Spring Parameter Guide
| Parameter | Low Value | High Value | Effect |
|---|---|---|---|
| Damping | 2-3 | 5-8 | Less bouncy → More bouncy |
| Frequency | 8-10 rad/s | 15-20 rad/s | Slow oscillation → Fast oscillation |
| Amplitude | 5-10% | 15-25% | Subtle → Dramatic |
Damping Ratio Interpretation
- ζ < 0.5: Very bouncy, multiple oscillations
- ζ = 0.5-0.8: Balanced bounce, 1-2 oscillations
- ζ = 1.0: Critical damping (no overshoot)

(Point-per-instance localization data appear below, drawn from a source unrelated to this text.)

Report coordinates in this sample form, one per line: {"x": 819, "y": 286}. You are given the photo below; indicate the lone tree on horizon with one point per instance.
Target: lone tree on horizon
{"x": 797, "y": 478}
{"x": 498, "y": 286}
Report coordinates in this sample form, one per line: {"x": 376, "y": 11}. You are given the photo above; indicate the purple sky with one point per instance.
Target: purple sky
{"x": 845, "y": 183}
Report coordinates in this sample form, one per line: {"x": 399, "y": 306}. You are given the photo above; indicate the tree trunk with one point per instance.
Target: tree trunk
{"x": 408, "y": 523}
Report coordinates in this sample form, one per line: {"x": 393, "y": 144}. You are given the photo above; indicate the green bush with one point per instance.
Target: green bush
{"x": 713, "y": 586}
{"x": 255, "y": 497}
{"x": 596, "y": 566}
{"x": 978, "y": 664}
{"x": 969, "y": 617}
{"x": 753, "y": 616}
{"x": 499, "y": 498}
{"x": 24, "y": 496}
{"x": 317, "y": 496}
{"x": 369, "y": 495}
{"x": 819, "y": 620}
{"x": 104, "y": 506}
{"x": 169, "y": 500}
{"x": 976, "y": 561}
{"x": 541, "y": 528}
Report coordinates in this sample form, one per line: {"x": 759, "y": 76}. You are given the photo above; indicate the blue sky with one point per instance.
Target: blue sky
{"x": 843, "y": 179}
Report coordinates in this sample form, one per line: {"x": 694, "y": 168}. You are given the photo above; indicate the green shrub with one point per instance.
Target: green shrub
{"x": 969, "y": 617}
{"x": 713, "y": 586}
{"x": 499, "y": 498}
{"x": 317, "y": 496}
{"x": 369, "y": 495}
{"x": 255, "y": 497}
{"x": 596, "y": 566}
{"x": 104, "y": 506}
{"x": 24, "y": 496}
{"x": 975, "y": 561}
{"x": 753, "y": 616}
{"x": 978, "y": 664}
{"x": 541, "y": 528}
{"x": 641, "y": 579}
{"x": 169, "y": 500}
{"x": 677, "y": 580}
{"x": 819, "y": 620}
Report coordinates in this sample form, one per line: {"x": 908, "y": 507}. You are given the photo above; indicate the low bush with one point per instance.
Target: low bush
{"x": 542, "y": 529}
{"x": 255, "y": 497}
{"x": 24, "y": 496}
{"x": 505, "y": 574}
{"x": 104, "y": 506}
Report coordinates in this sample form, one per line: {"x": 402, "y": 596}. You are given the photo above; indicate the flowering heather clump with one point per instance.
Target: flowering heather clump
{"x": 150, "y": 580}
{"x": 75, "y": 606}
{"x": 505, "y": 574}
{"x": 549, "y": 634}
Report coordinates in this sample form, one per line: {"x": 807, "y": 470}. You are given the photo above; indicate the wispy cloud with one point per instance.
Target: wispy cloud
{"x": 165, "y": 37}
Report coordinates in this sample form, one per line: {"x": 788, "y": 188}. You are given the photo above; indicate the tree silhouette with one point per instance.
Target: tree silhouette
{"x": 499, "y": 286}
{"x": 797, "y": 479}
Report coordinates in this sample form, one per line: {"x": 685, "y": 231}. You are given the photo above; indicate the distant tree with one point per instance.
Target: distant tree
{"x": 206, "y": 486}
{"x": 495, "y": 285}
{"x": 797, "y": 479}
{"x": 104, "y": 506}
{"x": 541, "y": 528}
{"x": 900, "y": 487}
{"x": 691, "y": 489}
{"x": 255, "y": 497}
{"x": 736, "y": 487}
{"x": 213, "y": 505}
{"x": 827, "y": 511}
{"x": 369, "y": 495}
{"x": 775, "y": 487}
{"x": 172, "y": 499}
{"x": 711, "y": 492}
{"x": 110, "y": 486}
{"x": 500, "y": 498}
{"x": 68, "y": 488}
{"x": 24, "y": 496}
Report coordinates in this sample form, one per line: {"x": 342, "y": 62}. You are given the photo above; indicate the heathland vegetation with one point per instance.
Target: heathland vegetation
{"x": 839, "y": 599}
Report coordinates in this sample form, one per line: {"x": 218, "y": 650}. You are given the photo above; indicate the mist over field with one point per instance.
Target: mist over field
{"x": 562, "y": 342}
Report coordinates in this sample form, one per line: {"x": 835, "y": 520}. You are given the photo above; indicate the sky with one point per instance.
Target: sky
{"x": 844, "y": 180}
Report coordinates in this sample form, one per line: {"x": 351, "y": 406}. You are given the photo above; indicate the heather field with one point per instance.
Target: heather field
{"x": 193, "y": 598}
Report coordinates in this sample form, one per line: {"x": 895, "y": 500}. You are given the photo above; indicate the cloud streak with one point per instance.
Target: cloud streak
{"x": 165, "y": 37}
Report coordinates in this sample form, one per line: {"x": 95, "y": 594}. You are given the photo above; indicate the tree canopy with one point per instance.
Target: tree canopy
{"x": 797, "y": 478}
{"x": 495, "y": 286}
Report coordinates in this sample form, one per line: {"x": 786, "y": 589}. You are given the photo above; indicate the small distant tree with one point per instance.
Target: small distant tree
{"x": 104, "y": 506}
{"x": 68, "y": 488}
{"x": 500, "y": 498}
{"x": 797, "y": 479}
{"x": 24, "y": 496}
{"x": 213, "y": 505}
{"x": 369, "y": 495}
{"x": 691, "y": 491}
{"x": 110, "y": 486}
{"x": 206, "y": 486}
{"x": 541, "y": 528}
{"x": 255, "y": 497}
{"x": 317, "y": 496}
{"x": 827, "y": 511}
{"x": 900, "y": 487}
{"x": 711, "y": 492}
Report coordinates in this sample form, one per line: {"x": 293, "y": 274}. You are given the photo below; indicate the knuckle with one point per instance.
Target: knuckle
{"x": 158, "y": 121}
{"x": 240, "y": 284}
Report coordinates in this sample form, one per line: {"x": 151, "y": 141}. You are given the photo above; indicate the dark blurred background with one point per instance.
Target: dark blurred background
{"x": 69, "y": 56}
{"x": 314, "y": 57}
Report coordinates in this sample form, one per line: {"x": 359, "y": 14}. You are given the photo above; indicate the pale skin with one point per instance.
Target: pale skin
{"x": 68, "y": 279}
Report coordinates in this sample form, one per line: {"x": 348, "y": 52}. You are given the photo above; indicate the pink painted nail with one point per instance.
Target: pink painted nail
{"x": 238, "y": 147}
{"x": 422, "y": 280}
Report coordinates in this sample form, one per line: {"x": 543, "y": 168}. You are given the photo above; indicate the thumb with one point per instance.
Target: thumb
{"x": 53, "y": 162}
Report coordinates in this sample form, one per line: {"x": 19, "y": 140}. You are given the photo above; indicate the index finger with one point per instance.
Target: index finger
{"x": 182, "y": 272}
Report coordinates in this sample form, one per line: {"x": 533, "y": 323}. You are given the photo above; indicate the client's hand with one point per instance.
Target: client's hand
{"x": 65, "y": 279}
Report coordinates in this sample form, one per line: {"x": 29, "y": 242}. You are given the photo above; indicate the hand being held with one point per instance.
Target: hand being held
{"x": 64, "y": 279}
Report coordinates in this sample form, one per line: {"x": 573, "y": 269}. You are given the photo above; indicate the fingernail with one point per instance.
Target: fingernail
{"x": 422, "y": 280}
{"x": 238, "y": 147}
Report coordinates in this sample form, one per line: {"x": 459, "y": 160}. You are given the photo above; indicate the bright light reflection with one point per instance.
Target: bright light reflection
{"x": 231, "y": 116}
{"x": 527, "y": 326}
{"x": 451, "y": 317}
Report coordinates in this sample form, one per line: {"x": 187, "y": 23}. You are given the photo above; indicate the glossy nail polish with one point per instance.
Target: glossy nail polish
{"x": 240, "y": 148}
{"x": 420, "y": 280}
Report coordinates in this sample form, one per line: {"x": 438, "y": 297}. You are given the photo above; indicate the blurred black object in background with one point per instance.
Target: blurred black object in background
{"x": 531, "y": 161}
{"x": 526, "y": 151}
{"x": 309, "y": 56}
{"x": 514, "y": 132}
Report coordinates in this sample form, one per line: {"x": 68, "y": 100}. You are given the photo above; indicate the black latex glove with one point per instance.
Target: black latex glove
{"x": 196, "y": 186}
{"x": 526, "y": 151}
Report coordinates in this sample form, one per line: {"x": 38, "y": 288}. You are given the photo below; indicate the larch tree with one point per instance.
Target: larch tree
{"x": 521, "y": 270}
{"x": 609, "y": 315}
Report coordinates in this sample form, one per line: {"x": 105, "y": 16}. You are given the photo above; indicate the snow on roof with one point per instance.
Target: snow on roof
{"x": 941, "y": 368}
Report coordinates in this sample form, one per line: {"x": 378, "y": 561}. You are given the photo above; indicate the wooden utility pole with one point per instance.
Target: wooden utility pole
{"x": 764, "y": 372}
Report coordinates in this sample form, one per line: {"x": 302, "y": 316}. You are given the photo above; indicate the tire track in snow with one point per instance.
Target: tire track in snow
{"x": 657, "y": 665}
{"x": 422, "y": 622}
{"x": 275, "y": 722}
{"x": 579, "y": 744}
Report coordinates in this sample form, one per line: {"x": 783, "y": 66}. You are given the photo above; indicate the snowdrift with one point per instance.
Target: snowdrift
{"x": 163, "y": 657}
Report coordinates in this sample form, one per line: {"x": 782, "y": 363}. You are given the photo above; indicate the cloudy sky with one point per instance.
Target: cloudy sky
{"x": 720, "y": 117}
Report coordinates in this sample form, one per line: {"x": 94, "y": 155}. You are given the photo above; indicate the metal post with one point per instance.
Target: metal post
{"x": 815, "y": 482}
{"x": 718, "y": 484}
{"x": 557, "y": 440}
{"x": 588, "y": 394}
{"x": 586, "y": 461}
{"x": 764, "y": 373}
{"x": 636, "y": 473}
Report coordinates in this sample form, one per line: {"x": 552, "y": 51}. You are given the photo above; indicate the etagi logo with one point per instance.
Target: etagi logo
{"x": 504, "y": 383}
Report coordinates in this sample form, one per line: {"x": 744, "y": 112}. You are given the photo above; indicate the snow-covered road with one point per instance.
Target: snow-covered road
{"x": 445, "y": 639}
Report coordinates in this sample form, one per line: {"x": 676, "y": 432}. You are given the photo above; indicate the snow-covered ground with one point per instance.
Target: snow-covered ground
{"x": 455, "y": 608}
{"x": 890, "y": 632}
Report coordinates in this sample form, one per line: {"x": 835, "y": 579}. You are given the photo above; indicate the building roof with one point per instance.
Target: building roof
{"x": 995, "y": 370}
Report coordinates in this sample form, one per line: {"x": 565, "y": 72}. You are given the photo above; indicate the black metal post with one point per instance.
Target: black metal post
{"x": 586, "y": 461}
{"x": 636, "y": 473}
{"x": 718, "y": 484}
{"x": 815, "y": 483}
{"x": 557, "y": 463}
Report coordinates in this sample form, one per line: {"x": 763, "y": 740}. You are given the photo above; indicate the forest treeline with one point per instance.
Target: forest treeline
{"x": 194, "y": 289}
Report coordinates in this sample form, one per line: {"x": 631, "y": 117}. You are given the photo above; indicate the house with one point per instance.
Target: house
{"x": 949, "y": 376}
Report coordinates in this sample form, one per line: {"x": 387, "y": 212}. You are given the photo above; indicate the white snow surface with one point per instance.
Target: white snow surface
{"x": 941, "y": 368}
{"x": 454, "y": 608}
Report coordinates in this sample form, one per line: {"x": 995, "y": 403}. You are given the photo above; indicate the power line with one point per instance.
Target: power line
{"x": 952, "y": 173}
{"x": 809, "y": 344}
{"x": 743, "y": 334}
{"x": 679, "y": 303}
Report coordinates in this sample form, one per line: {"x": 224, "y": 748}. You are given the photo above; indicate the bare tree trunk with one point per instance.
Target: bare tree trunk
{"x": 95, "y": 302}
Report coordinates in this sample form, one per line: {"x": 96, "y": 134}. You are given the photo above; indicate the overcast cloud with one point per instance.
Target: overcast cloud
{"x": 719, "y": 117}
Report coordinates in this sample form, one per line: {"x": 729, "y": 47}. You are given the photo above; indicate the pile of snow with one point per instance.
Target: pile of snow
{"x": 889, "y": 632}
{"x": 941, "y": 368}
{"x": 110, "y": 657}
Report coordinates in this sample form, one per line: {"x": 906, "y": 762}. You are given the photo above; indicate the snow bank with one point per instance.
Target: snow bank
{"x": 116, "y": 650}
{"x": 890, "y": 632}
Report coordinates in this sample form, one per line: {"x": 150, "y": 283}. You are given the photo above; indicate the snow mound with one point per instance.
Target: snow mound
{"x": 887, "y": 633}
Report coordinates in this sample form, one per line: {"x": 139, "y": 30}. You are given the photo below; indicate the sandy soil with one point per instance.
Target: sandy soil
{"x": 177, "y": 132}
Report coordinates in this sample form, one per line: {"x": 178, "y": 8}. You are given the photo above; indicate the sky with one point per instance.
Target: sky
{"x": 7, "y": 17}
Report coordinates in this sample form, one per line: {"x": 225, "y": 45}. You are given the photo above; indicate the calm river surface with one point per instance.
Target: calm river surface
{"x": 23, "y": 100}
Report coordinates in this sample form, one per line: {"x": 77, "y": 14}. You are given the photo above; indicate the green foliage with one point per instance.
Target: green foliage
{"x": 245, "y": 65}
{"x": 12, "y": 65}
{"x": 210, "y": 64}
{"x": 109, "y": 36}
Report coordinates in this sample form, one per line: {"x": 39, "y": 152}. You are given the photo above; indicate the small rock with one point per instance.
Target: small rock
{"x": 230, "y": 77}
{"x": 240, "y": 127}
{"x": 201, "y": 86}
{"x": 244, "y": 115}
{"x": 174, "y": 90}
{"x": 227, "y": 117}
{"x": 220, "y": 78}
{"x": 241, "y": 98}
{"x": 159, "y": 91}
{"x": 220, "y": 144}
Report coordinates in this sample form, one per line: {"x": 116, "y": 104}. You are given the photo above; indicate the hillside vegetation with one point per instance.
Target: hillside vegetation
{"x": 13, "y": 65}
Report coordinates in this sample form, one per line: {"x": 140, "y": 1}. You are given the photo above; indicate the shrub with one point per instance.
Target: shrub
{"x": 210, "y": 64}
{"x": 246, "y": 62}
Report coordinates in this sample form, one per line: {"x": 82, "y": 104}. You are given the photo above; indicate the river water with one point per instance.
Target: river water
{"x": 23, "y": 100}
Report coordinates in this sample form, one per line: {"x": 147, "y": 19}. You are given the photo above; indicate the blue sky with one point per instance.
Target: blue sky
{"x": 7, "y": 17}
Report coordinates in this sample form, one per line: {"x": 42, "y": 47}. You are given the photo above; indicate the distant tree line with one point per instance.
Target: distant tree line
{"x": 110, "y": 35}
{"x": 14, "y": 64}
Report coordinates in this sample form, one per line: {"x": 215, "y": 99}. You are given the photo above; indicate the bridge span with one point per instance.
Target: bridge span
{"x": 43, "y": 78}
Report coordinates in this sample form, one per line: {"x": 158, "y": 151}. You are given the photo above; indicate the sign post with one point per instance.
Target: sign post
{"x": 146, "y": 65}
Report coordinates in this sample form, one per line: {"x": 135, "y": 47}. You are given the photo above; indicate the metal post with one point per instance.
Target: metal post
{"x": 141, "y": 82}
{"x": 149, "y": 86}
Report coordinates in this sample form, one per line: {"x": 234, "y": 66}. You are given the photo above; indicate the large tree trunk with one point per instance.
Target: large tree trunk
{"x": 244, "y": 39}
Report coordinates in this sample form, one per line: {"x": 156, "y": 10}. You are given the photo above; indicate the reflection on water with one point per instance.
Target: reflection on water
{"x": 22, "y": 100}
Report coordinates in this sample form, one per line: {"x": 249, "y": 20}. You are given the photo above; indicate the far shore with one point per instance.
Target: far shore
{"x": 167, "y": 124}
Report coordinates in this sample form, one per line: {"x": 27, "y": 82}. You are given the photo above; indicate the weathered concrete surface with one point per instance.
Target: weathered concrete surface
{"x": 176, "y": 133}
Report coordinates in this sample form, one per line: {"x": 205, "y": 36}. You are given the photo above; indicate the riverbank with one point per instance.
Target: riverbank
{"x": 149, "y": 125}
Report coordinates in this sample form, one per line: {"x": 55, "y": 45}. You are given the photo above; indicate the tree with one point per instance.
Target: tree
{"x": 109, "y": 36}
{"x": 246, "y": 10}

- ζ > 1.0: Over-damped (sluggish)
Spring Bounce in ASS
Low Damping (Bouncy)
; Multiple oscillations: 120% → 90% → 105% → 98% → 100%
{\fscx80\fscy80\t(0,100,\fscx120\fscy120)\t(100,200,\fscx90\fscy90)\t(200,300,\fscx105\fscy105)\t(300,400,\fscx98\fscy98)\t(400,500,\fscx100\fscy100)}Bouncy
Medium Damping (Balanced)
; Single overshoot: 115% → 95% → 100%
{\fscx80\fscy80\t(0,120,\fscx115\fscy115)\t(120,250,\fscx95\fscy95)\t(250,400,\fscx100\fscy100)}Balanced
High Damping (Quick Settle)
; Minimal overshoot: 110% → 100%
{\fscx80\fscy80\t(0,150,\fscx110\fscy110)\t(150,300,\fscx100\fscy100)}Quick
Position Spring (Vertical Bounce)
; Word bounces to final position
; Starts 100px below, overshoots 20px above, settles
{\pos(540,1060)\t(0,150,\pos(540,940))\t(150,250,\pos(540,980))\t(250,350,\pos(540,960))}Position Bounce
Section 4: Shake and Tremor Effects
Impact emphasis with controlled shake animation.
Horizontal Shake
; Shake left-right (±5px) then settle
{\pos(540,960)\t(0,50,\pos(545,960))\t(50,100,\pos(535,960))\t(100,150,\pos(542,960))\t(150,200,\pos(538,960))\t(200,250,\pos(540,960))}SHAKE
Decaying Impact Shake
; Strong shake that decays: 10px → 6px → 3px → 0px
{\pos(540,960)\t(0,50,\pos(550,960))\t(50,100,\pos(530,960))\t(100,160,\pos(546,960))\t(160,220,\pos(534,960))\t(220,280,\pos(543,960))\t(280,350,\pos(540,960))}IMPACT
Shake + Scale Combo
; Word shakes AND scales for maximum impact
{\fscx100\fscy100\pos(540,960)\t(0,50,\fscx120\fscy120\pos(545,960))\t(50,100,\fscx115\fscy115\pos(535,960))\t(100,200,\fscx100\fscy100\pos(540,960))}BOOM
Shake Amplitude Guidelines
| Font Size | Max Horizontal | Max Vertical | Notes |
|---|---|---|---|
| 64-72px | 8px | 6px | Readable |
| 76-84px | 12px | 10px | Noticeable |
| 88-96px | 16px | 14px | Dramatic |
| 100+px | 20px | 18px | Impact only |
Rule: Shake amplitude < 15% of font size for readability.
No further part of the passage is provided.